I have always loved falling snow. I was shielded from the wind in the far corner, and there snow was falling with a very low rustle, the one you hear if you concentrate well enough. The whole world was gone white: blizzard was covering the ground, trains were wrapped in a thin crust of ice, and to be honest I was white too. I didn’t feel cold; well, not entirely anyway. I felt despair though, but I knew that there was no point in asking you to stay. I came there to see your eyes wide in surprise when you saw that I came to tell you goodbye.
I didn’t tell you goodbye though; I couldn’t. I sat there and say your approaching figure: lean and tall and all black in your dramatic coat against the friggin snow; and there was your face, the one that could get you out of anything, and I felt just so small and useless and so so plain, just one of the characters you come across in your thrilling and adventurous life full of feelings and emotions and memories.
I remember your last look at me. You didn’t come up to me though, you were surprised, and honored me by doing a thing I would do instead of empty chitchat and words that would mean absolutely nothing 10 minutes later. You took a pack of cigarettes out and smoke our last one silently, looking in my eyes from the distance.

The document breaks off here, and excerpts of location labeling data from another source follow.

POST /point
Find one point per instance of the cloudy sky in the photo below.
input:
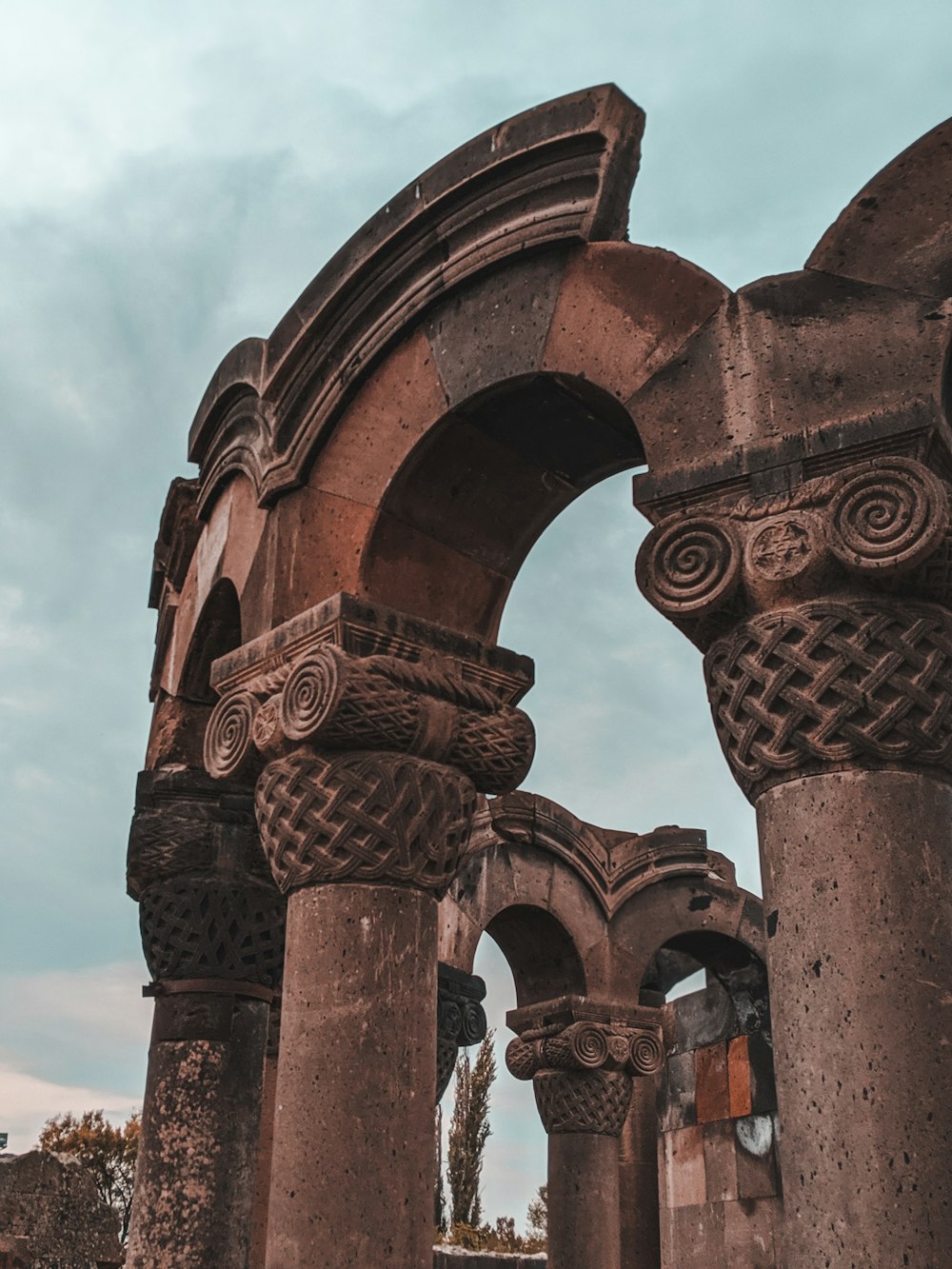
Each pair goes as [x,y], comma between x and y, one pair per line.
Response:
[170,178]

I have never seen you since. Oh well, you do exist you know, the shell of your former self, so wrapped up in your egomania that there is nothing left from that boy, neurotic and cruel but who could be suprisingly caring and affectionate. But for the rest, you are dead. But you know what? I don’t care. I’m even married now, and more than 10 years have passed, but I’m still mentally there, in that railway station, being carried away by snow. I have never loved anyone since.